But working for the org meant abiding by a disciplinary system not wholly unlike that of the Sea Organization. When Lisa did well, she was given commendations for her diligence and enthusiasm. When there were errors-if she showed up late for a study session or had to miss a few evenings at the org because she had to work late at the dentist's office-she was reported. Though Scientologists are not supposed to evaluate one another's thoughts or motivations, something that they believe would invalidate each individual's ”truth,” they are encouraged to take responsibility for one another's moral failings. Every Scientologist, whether public or staff member, is expected to report any ”out-ethics” or ”off-policy” behavior in others as a security measure; ”to show up bad apples,” as Steve Hall put it. All Scientology ent.i.ties, from the smallest mission to the most advanced of the organizations, keep ”ethics files” on every member, which includes every ”chit,” or rules violation, that he or she has ever committed.
At the Dallas church, as at all Scientology churches, staff members were reported for any drop-off or action that got in the way of an ”up” statistic-a decrease in the number of people enrolled in Scientology courses or in the number of books sold. During Lisa's tenure at the Dallas org, she was given chits for lateness, or ”job endangerment”; for mistakes that resulted in more work for her colleagues, such as using the wrong-size envelope or folder, or failing to get a FedEx package out on time; for missing her targets by not placing enough radio and newspaper ads for the ongoing Dianetics campaign and failing to write follow-up letters to members-the latter being matters of ”non-compliance,” a Scientology crime. She was also the subject of several lengthy ”Knowledge Reports” about her shaky finances and the tensions in her marriage. On one occasion, she was reported for having left a hot plate on overnight-a ”Thing That Shouldn't Be.”

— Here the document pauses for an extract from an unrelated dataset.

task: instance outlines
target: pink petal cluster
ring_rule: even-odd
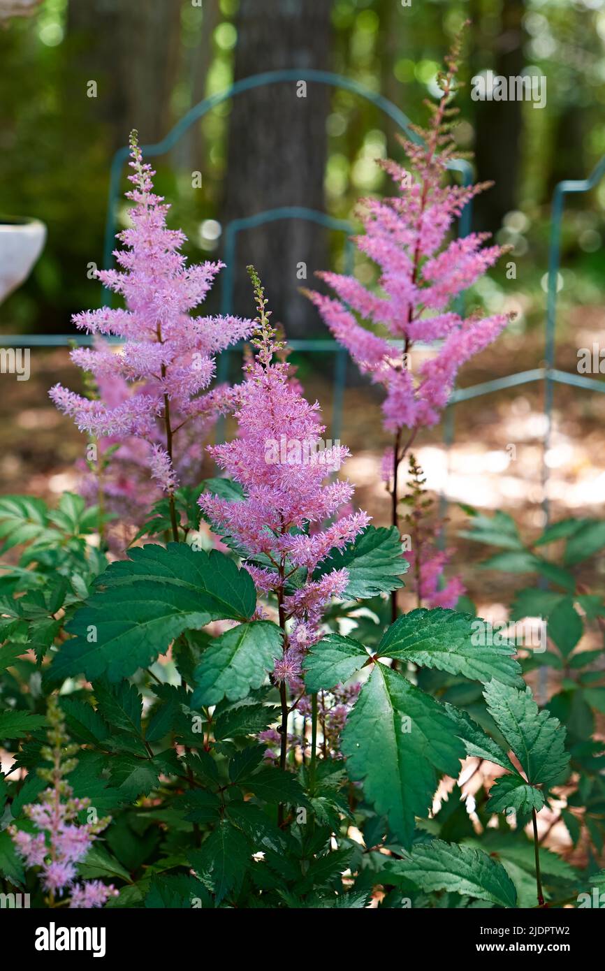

By the summer of 1988, overworked between the demands of her day job and her long s.h.i.+fts at the org, Lisa was exhausted. She suffered another blow when Gene, having repeatedly ignored his wife's entreaties to help out financially, left Dallas in October and flew to Los Angeles, where he signed a billion-year contract and was absorbed into Scientology's inner sanctum, the Sea Organization. Lisa, who was not consulted about Gene's decision, was now saddled with the couple's entire debt. Furious, she resolved to join the Sea Org too. But once in California, Lisa found the regimentation and strict discipline overwhelming and, desperately homesick for Dallas, soon returned home.
Leaving the Sea Organization, or any staff position, is called ”blowing.” It came with its own cost, an onerous one: ”blown” staff members receive a ”freeloader's bill,” charging them the full price for all the courses or auditing services they had taken, for free, while in the church's employ. Therefore when Lisa returned to Dallas in the spring of 1989, she found herself $45,000 in debt, and, in accordance with church policy, she was barred from receiving any Scientology services until the money was repaid and she had gone through the appropriate ”amends” process to show that she could once again be trusted.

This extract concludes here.